UC Santa Barbara’s Gevirtz School, along with UC Santa Barbara’s Interdisciplinary Emphasis in Applied Linguistics, presents the free public lecture “Developing L2 Sociopragmatic Competence: Creating a Social Context for Teaching Dynamic Interaction” on Thursday, May 14 from 4:00 - 5:15pm in the Education Room 1203 on the UC Santa Barbara campus. This event is free and open to the public. The event will feature speaker Dr. Zsuzsanna Abrams from University of California, Santa Cruz.
Abrams will present a lecture revolving around the latest phenomenon seen in recent research on pragmatics. She will discuss the rise in the dynamic nature of interpersonal communication: speaker intent (previously the primary/sole focus of research), participants’ background, and the social context all play significant and dynamic roles. Abrams will discuss not only learning how language maps onto meaning, but how L2 learners also need to learn how to manage interaction collaboratively. She will engage attendees to think about the consequences of how L2 classrooms offer learners few opportunities for navigating socially situated and dynamically negotiated exchanges. This presentation reports on a study that explores whether using a TV series as social context can help ameliorate some of the constraints of a shared L1 environment and facilitate the development of L2 sociopragmatic skills.
Dr. Zsuzsanna Abrams is an Associate Professor in the Department of Languages and Applied Linguistics with, an affiliation in German studies, at the University of California, Santa Cruz. Her teaching interests include language pedagogy, second language acquisition, intercultural communication, discourse analysis, computer-mediated communication, and applied linguistics.

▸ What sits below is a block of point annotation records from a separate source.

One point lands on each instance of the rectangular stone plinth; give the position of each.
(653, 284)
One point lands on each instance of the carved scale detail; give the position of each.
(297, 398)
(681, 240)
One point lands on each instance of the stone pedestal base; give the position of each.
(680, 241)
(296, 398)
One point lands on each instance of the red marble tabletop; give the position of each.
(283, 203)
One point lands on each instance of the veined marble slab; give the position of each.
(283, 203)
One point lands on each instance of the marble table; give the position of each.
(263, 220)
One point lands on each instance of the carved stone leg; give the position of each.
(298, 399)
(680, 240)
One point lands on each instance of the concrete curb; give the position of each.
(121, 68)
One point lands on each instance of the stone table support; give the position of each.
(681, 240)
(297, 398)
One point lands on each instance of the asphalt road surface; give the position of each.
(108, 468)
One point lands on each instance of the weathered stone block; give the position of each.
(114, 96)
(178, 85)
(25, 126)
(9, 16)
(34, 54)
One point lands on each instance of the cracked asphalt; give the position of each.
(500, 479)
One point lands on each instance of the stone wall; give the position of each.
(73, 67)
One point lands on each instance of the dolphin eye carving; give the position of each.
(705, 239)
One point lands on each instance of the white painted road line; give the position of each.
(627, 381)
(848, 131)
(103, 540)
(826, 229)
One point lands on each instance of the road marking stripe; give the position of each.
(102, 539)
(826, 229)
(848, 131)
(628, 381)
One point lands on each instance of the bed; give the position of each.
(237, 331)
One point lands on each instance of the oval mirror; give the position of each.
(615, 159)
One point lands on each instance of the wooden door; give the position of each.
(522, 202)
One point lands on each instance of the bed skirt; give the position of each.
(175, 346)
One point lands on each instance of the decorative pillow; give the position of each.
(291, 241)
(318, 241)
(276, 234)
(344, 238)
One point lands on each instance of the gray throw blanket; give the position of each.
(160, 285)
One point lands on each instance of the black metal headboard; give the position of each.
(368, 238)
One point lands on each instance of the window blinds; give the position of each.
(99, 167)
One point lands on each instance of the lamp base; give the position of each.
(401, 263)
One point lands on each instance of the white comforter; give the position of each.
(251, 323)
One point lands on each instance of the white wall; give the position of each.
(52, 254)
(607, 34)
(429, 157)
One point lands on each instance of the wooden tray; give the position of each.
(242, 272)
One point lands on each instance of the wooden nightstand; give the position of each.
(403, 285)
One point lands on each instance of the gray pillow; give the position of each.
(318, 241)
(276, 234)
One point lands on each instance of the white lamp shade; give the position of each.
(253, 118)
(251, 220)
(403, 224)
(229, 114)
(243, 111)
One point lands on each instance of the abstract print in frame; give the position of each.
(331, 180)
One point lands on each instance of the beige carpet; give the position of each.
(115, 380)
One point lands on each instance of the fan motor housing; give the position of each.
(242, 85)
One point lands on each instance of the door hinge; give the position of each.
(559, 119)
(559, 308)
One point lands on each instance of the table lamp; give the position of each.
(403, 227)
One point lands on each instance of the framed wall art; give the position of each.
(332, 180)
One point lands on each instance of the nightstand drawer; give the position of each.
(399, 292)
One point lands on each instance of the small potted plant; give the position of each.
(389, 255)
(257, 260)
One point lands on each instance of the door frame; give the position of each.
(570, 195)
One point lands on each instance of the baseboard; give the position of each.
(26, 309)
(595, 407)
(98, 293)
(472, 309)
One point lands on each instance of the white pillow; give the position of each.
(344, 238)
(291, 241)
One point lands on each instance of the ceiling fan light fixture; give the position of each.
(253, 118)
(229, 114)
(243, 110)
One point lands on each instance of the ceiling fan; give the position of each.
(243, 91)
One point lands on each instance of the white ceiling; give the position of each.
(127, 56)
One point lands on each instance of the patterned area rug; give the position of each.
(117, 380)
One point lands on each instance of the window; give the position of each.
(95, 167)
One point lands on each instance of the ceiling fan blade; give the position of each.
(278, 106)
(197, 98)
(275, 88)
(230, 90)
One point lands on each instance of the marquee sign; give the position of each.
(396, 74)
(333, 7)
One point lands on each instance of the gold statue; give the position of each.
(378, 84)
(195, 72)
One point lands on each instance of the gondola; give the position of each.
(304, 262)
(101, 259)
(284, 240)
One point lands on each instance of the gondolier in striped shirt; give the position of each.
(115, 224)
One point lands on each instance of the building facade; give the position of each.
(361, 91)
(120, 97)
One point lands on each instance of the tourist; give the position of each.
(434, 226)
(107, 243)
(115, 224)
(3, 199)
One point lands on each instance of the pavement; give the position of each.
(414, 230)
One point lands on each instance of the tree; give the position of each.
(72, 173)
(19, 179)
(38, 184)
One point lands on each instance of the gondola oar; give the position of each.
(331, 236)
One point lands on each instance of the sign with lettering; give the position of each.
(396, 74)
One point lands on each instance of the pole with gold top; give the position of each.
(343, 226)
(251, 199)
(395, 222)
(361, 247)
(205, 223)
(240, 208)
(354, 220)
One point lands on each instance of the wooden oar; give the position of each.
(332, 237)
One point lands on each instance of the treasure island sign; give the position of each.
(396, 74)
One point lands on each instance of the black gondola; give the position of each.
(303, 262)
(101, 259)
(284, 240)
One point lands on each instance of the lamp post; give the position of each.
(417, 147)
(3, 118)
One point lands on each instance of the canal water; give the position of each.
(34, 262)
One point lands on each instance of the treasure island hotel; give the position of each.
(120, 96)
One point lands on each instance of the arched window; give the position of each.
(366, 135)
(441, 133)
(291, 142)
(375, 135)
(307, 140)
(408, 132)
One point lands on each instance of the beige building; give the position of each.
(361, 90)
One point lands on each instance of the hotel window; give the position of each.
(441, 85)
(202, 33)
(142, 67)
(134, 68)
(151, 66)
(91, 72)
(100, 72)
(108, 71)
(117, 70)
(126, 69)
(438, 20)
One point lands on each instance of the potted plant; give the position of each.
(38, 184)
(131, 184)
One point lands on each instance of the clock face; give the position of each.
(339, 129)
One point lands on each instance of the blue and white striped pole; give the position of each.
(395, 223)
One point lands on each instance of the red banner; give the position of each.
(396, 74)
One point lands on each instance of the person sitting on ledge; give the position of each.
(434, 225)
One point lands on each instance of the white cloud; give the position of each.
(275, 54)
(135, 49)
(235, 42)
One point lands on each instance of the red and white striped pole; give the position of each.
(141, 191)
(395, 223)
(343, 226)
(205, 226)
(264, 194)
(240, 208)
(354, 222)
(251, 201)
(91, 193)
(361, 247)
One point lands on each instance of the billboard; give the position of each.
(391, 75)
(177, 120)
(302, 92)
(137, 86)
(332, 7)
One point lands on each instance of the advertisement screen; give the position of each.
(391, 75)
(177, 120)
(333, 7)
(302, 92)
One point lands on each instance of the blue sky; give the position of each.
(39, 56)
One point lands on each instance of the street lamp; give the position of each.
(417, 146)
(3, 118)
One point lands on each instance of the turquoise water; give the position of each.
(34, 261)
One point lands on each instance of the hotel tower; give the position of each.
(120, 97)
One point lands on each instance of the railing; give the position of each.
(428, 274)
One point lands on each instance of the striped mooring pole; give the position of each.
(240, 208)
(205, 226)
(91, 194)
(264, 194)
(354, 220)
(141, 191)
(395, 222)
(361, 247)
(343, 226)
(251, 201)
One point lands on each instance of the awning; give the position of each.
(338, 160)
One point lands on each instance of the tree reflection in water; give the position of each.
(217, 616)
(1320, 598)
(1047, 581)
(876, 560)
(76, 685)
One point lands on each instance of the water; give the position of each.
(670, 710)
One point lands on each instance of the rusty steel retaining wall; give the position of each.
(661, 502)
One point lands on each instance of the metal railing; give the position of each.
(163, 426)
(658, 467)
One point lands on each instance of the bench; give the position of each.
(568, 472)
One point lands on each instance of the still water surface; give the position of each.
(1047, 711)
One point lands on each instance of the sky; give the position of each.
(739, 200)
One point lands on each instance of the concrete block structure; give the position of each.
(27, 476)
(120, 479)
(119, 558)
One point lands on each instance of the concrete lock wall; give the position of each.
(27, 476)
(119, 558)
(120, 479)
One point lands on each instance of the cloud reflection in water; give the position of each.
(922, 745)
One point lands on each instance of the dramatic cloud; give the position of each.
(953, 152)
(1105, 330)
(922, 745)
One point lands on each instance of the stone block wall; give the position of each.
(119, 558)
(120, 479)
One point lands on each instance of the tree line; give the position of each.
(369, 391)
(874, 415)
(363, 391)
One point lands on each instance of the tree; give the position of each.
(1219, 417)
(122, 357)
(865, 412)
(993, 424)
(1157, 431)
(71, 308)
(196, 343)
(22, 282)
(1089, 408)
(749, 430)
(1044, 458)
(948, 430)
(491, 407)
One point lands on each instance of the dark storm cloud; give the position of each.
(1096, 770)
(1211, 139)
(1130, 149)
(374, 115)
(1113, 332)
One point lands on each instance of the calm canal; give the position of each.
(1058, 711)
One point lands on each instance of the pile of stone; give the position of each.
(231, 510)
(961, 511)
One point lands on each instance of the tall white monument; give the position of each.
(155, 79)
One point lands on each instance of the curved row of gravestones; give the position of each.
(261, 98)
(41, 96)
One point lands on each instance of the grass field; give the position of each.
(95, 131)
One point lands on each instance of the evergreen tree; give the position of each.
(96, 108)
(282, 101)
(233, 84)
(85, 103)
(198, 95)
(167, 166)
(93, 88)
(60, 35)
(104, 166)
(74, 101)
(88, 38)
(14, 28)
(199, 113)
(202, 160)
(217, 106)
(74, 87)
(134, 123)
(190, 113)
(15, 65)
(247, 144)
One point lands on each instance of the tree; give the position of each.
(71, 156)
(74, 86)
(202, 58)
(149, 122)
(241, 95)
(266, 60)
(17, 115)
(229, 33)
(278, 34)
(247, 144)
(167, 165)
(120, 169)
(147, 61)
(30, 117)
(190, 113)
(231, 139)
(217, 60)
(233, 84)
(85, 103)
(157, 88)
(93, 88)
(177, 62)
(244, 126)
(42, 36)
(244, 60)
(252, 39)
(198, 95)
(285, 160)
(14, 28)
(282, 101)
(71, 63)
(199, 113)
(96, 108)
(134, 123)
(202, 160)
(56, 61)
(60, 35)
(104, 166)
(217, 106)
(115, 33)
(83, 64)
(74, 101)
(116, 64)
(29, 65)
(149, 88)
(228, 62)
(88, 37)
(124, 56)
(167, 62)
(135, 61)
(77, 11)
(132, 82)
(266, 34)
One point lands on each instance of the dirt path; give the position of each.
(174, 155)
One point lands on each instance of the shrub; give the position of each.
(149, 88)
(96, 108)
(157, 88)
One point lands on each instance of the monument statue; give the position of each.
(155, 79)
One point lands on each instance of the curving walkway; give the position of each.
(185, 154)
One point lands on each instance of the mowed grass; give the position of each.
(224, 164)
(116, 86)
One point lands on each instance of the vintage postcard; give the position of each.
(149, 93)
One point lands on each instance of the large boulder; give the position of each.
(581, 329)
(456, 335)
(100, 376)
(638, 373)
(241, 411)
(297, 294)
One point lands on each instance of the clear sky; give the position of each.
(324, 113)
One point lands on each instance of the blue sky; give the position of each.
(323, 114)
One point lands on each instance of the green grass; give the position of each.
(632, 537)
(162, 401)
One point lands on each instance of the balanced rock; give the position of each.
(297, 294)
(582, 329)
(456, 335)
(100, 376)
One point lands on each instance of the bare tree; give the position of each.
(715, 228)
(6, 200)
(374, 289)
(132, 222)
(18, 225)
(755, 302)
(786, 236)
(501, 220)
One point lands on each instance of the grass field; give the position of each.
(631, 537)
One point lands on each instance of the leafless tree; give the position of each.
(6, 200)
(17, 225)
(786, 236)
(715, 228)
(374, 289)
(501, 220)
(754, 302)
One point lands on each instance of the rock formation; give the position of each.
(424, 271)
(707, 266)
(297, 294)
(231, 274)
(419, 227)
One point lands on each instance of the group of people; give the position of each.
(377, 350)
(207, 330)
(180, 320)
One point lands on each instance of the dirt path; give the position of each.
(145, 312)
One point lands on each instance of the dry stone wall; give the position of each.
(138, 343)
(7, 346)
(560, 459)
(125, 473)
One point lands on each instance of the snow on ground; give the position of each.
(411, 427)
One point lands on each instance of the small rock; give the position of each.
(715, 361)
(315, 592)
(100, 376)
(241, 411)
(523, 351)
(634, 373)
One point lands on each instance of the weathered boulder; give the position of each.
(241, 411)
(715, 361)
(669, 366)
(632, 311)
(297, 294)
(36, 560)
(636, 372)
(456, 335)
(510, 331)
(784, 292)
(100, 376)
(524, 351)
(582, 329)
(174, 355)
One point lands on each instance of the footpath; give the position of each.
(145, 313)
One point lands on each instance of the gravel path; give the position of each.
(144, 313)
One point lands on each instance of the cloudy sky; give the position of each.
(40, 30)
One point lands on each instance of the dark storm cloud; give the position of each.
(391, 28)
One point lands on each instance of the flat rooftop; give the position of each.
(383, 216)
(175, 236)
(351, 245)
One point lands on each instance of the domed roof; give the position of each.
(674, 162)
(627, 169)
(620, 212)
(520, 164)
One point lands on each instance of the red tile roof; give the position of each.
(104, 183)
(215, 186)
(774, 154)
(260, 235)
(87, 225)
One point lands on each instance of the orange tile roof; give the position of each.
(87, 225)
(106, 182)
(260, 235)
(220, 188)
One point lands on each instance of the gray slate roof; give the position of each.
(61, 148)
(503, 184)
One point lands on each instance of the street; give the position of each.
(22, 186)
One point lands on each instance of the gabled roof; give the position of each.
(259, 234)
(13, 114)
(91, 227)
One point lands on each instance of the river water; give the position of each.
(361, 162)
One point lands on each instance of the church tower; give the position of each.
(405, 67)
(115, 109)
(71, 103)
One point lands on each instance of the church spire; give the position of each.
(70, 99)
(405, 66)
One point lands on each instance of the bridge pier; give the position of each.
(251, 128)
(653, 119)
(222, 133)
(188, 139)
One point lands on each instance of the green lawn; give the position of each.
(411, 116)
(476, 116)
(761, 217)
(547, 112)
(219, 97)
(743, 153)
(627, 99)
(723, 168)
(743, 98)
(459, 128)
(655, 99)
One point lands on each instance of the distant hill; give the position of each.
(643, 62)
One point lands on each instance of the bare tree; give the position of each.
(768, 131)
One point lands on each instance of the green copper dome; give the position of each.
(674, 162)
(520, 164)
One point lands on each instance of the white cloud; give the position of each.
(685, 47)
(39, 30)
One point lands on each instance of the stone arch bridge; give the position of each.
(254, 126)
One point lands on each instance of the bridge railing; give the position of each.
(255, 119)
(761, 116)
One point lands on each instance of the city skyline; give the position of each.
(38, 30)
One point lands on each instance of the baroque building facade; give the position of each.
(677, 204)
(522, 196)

Applied Linguistics is an optional interdisciplinary Ph.D. emphasis offered at UCSB that provides empirical investigation and solutions of language-related issues, especially those of language education in teaching and learning languages. This emphasis also focuses on issues of bilingualism and biliteracy, language policy, language assessment, translation and interpretation lexicography, rhetoric, and composition.